Domenica sera l’Italia ha vinto in maniera agevole a Udine contro il Liechtenstein, pensi che nello scontro diretto con la Spagna, gli azzurri possono compiere l’impresa?

“La Spagna vista oggi fa davvero paura e di certo non sarà semplice, però l’Italia questo tipo di gare le sa affrontare nel modo giusto abituandoci a dei miracoli, quindi penso che l’impresa possa essere possibile per gli azzurri”.

In questi giorni si è letto di un tuo possibile incarico come allenatore della prima squadra del Livorno, confermi ?

“Non confermo, ma è probabile, se dovesse essere così io sarei subito pronto per questa nuova avventura. Io ho consegnato il trofeo dello scudetto al presidente Spinelli e aveva gli occhi che gli brillavano di gioia, lo ringrazio per l’opportunità che mi ha dato nel sviluppare il mio lavoro dopo tanta gavetta”.

Gira la voce che il presidente Spinelli possa vendere la società livornese, è vera questa notizia?

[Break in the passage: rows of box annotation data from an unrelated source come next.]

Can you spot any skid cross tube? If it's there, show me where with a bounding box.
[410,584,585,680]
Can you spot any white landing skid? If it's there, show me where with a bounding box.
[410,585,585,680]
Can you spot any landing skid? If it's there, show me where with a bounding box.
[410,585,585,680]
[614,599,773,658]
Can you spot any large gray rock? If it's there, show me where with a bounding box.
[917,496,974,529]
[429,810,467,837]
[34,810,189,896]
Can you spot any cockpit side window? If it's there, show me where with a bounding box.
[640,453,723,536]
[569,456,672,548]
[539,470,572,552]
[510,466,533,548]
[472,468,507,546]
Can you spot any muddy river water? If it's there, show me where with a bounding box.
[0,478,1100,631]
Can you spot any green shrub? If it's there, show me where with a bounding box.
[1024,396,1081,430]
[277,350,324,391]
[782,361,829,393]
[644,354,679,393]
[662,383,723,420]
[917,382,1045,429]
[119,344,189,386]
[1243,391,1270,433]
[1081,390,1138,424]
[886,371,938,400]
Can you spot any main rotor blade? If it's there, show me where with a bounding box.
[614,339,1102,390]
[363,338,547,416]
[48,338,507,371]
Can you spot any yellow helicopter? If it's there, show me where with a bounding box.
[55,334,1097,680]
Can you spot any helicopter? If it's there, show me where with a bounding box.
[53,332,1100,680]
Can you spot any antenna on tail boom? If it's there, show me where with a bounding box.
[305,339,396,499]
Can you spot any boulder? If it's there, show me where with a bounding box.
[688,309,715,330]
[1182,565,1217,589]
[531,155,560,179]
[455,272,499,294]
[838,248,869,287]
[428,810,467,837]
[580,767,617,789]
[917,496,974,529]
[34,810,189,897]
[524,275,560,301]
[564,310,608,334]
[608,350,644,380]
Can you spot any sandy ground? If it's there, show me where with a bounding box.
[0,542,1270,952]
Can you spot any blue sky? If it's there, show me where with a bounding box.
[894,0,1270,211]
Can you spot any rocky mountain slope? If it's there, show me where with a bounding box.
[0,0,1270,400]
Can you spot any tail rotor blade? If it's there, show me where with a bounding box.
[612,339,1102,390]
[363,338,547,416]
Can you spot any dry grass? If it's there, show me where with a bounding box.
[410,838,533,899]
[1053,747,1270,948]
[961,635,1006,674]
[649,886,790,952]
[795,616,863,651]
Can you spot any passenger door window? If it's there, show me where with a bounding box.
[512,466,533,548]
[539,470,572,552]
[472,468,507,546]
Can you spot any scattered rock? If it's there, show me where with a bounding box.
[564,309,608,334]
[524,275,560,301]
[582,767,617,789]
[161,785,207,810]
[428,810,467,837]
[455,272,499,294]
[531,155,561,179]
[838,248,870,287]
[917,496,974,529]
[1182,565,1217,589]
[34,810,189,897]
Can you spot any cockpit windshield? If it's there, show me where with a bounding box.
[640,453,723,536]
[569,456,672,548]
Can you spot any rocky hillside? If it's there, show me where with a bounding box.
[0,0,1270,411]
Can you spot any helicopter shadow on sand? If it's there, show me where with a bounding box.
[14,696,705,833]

“Si parla di una cordata, ma se non arrivano acquirenti che diano le giuste garanzie lui non cederà la società, anche se a Livorno è contestato, lui tiene molto al club e ci mette tanta passione. Nei suoi anni ha portato la squadra in A, dove un anno si è anche qualificato in Coppa Uefa e all’epoca era ancora un campionato di grande livello. Poi è un grandissimo imprenditore che si è fatto dal nulla e nonostante l’età continua ancora a seguire la sua azienda con voglia e tanto entusiasmo”.